Prodigue toujours ta beauté sans compter ni parler. Tu te tais. Elle dit à ta place: je suis, puis en multiples sens retombe, tombe enfin sur chacun. Rainer Maria Rilke
Lorsque les émotions m’envahissent, j’entre dans un monde où le ciel est plusieurs, où la terre ne dessine plus une ligne à l’horizon mais déploie une chevelure qui se noue et se dénoue continuellement.
Mon existence alors ne se balance plus entre le oui ou le non mais s’entraîne à faire face à une infinité d’espaces où les possibles sont la raison. Un cordon ombilical me lie aux étoiles et je marche comme une onde sur des tapis volants. Le temps semble s’être fait sable et plus rien n’a de sens.

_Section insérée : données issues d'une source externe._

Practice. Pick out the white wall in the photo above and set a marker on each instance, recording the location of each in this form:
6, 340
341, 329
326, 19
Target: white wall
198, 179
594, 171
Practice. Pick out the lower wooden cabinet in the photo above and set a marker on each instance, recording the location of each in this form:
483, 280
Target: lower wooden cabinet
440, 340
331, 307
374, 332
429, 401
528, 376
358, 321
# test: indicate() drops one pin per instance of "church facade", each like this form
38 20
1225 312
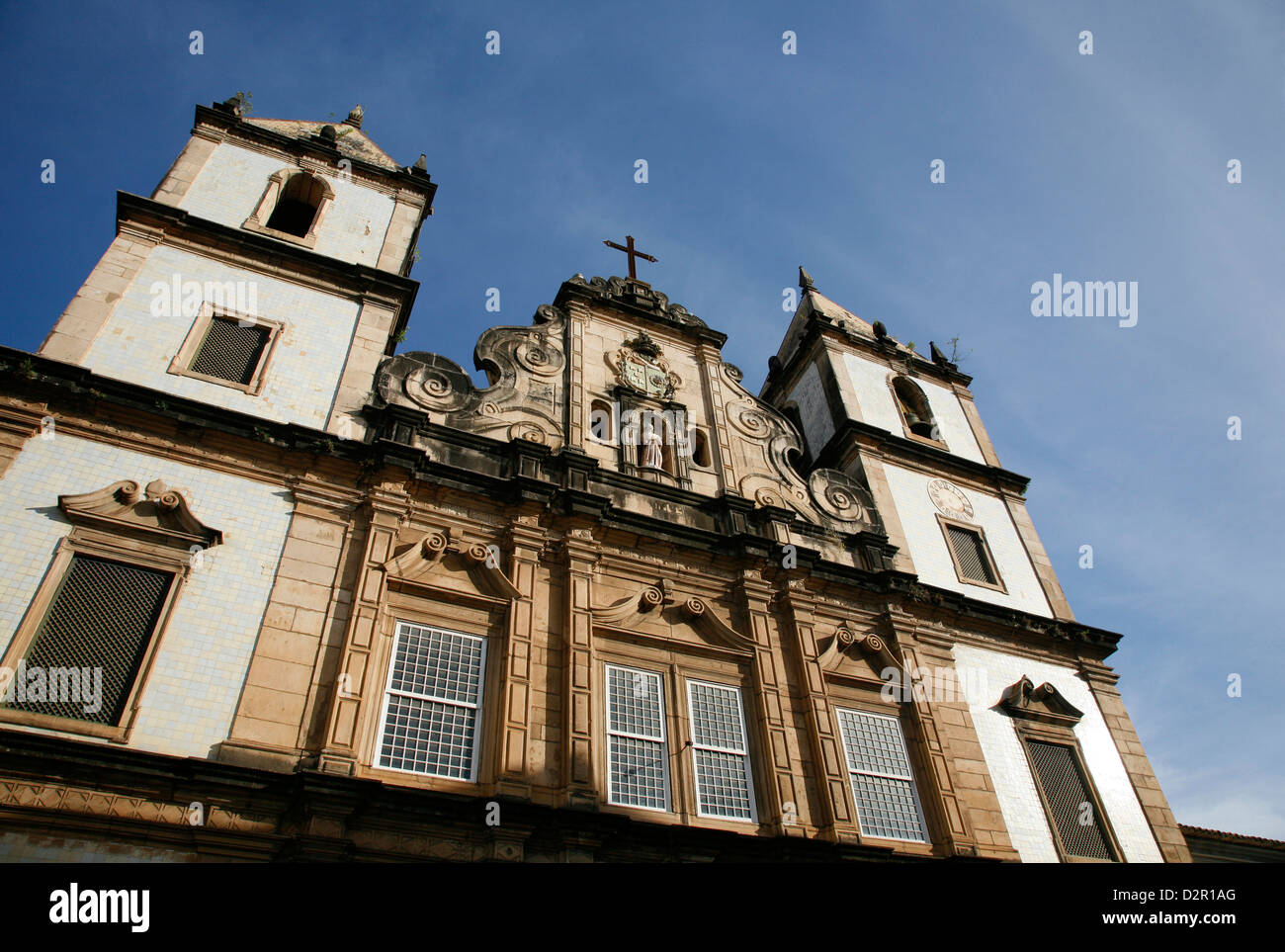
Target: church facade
274 591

Dans ces moments, il m’est difficile de reconnaître l’autre et les limites qu’il impose à sa réalité bicéphale. D’entendre son langage, de comprendre les doubles sens. Et je sens combien c’est difficile pour certains d’admettre que le monde qui me submerge n’a pas que trois dimensions mais que sa réalité en possède plus que nous ne pouvons l’imaginer.
Ce ne sont pas des états qui me font perdre la conscience mais qui au contraire me confrontent à une réalité qu’on ne peut que rêver. Que se résoudre à la nier, c’est comme se crever les yeux, s’amputer de facultés qui nous sont nécessaires pour progresser.
Mes mots, mes tentatives d’encercler la poésie comme si j’avais à la dessiner comme une galaxie ne représentent rien. Rien qu’une particule d’un néant en train de se perdre en voyageant dans ce que j’en ressens.
Dans le pli d’un tissu, je reconnais le geste ondoyant et ample de tes idées comme des caresses pour la pensée. Dans les musiques qui charment les heures de mes journées les plus froides, j’entends encore faiblement ta voix, tes rires, petites graines de sable. Tu me manques tellement de fois. Pour goûter la chaleur d’un café, pour pouvoir marcher dans la rue et affronter ces troupeaux de bruits et les horreurs. Tu as oublié de me dire comment gravir les rochers et franchir les fossés.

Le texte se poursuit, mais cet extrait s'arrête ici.